À midi, c'était (comme souvent) avec un peu de citron du jardin, du piment d'Espelette, de l'ail nouveau de Pilar et une giclée d'huile de Baena. Le poisson, nacré, ressuscité de son hibernation salée, vous saute à la gueule, comme débarqué de la pêche du jour.
J'ai essayé de reproduire cette recette en France, loin de mes vendeuses de morue barcelonaises. Une catastrophe! C'était à Narbonne. Après avoir couru sans succès les rares poissonniers rescapés de l'invasion des pousse-caddies, on m'avait dépanné avec un colis de morue acheté chez Métro, le cancer de la restauration. Une chair flasque, qui sentait l'eau sale d'un évier bouché. Ou le frigo mal lavé.


Par parenthèse (M le Maudit m'y fait penser), je trouve cocasse dans le paysage gastronomique hexagonal, ces cavistes-à-manger toujours très inquiets pour le vin, au niveau des "intrants", enculant toutes les mouches dans un rayon de dix kilomètres, mais qui après vont vous servir sans états d'âmes le tartare à base de minerai de viande de Davigel ou le célèbre parmentier de canard de Brake. Visiblement, il n'y a que le liquide qui empoisonne… Je voyais ainsi récemment Cyril Bordarier, l'inventeur de la cave-à-manger, dont on adora Le verre volé parisien poser gentiment dans Culin'R, le magazine foodiste d'Unilever Food Solutions (par ailleurs grand sponsor d'Omnivore). C'est le monde comme il va, où à défaut d'avoir des convictions, des idées, on a des postures. Où l'art de la glisse, du surf, s'est imposé, avec ses valeurs. Ou derrière les discours enflammés…

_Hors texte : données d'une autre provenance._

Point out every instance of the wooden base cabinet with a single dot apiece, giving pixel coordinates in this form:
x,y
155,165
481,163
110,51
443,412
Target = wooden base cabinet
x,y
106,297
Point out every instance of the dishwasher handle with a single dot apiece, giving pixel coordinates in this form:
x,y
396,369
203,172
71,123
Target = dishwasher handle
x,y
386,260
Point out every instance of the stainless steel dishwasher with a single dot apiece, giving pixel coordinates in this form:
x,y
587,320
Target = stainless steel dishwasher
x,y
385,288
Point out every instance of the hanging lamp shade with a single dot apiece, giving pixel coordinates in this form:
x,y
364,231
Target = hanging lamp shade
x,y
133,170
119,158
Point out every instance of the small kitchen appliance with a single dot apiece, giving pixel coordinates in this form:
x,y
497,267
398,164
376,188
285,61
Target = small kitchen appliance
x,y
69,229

La morue, bien que pauvre (ou en tout cas considérée comme un plat de pauvres), sait, elle, rester digne. Fuyez celle qui tapine sous les néons glauques. Surtout pour cette esqueixada qui vous la dévoilera nue et que vous arrangerez comme vous voulez. En saison, si ça vous chante, mettez-y de la tomate, du poivron, de l'oignon doux, mais encore une fois, pour la morue, ne transigez pas. À Bordeaux, par exemple, j'ai remarqué, depuis que la mairie de Bègles s'est davantage inquiétée de faire pousser des hypermarchés que de protéger ses pendilles, que les Portugais ne faisaient pas mentir les légendes et demeuraient des intermédiaires fiables. Pas qu'à Bordeaux d'ailleurs.
Vous serez en tout cas enchantés par cette recette qui peut faire apprécier ce poisson à des gens qui ne goûtaient pas son côté plâtreux, un fois (trop) cuit, ou pire, bouilli.


Au lieu du fino réglementaire, sur cette esqueixada, nous avons pris des risques. Un vin qui m'a beaucoup dérouté, d'ailleurs, impossible à situer géographiquement. Ça pétrolait un peu, de beaux arômes citriques, légèrement camphrés, le portaient, un bel élevage. Étrange. 
Eh bien, à défaut d'être le meilleur accord du Monde sur ce plat qui l'abimait un peu, figurez-vous que c'était un cru d'un des grands "pays de morue". Pas le Portugal dont je parlais plus haut, mais la Catalogne où, plus encore que dans le reste de l'Espagne, on vénère ce poisson.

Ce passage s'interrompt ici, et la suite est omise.